Men and women are alike in many ways, but the differences between us are pretty major. It’s not just in our heads, either — science backs it up. Here’s why it sometimes feels like we women are on a totally different planet from the guys we know, date, and love:
- Yes, men do mature more slowly than we do. According to the results of a 2013 study published in Cerebral Cortex, men do take a little longer to reach their full maturity stage. The reason lies deep within our brains. The results of the study found that female brains are quicker to establish “prunes,” or connections, than male brains. While both men and women are born with the same number of brain fibers, women’s brains develop ways to make quicker connections than men’s do. These connections in our brains are what aid our understanding of the world and dealing with complex information. The fact that men develop them much later than we do means that they struggle with maturity since they find it hard to process things at the same level as we do.
- We’re better at decision-making than guys. If you think that guys make dumb decisions the majority of the time, you might just be onto something. In a survey of more than 600 board directors, the results found that women are more likely to take a “cooperative approach to decision-making” than their male counterparts. In short, we ladies listen to others opinions and take them into consideration when deciding things. The research even went as far as to suggest that many companies around the world would benefit from having women at the helm. Right on.
- Turns out, we actually prefer more immature guys. Turns out, there may be a benefit to men’s low maturity levels — it make us like them. While it may sound counterintuitive, a study published in the American Journal of Play found that ‘playfulness’ is an attractive trait in both men and women. Think about it, the old ‘GSOH’ trait is high on our list of expectations when looking for a guy — at least, that’s what all the lonely hearts ads seem to suggest. What we may sometimes view as immaturity can, through a different lens, also be seen as playfulness. And damn, a playful, fun guy is ridiculously hot.
- Guys overcompensate when they feel threatened. Well, duh! Another trait that we often think is immature in men is the undeniable urge some have to appear typically macho. When a guy is acting over-the-top and trying to be the strongest, toughest man in the room, it can be really annoying. Whether he does this through dumb sex jokes or trying to outdrink every other guy at the bar, it doesn’t matter. What matters is that it tends to make the guy look like a tool. What gives? A Cornell University study may explain this behavior. According to the research, men tend to overcompensate when they feel threatened or insecure, so what may look like the douchiest behavior on the planet may just be the guy feeling uncomfortable in his own skin.
- No, you’re not imagining it — our brains actually do work differently. You’ve likely joked about this one with your girlfriends before now, but there really is some truth to the idea that the male and female brain work differently. In fact, a 2005 University Of California study found that men’s and women’s brains are strikingly different genetically. Put simply, during evolution, the male and female brains developed in completely different directions. Neither one is technically ‘better’ and both have the capacity for intelligence, but it does help explain why we find each other so confusing at times.
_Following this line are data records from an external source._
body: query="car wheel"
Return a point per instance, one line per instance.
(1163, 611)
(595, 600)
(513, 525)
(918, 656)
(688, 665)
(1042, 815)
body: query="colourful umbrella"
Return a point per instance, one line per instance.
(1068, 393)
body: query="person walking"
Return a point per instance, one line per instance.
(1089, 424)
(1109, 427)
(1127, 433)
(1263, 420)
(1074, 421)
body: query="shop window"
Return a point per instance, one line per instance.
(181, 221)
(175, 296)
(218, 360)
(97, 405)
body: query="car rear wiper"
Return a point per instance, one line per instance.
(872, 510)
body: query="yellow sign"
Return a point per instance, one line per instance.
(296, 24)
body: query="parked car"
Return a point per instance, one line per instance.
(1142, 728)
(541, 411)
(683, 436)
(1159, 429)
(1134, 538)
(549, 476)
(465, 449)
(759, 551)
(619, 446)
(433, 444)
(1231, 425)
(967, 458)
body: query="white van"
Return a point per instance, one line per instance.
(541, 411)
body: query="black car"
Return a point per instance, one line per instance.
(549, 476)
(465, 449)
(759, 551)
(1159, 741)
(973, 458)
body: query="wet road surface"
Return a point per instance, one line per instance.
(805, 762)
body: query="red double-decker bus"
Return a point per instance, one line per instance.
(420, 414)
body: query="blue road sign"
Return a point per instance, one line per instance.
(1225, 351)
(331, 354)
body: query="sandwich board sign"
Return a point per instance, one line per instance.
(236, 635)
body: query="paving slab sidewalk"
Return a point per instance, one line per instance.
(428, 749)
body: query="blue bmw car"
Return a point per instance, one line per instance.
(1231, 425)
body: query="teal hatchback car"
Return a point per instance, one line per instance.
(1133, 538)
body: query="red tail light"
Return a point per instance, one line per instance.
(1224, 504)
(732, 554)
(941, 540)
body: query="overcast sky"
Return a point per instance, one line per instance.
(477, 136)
- We don’t see eye-to-eye on cheating either. Finally, this one should come as no big surprise. The way that men and women view their partner’s cheating is actually very different— at least, that’s what a 2015 study by the Norwegian University of Science and Technology found. There are two major types of cheating; emotional and physical. The form of cheating that makes men’s blood boil is sexual infidelity — if you sleep with another guy, expect him to go haywire. They just can’t stand that thought! Conversely, we ladies find emotional infidelity to be the worst form of betrayal, so if our boyfriend starts an emotional flirtationship with a co-worker, we’re likely to flip TF out — maybe even more than we would if he slept with her. Interesting, no?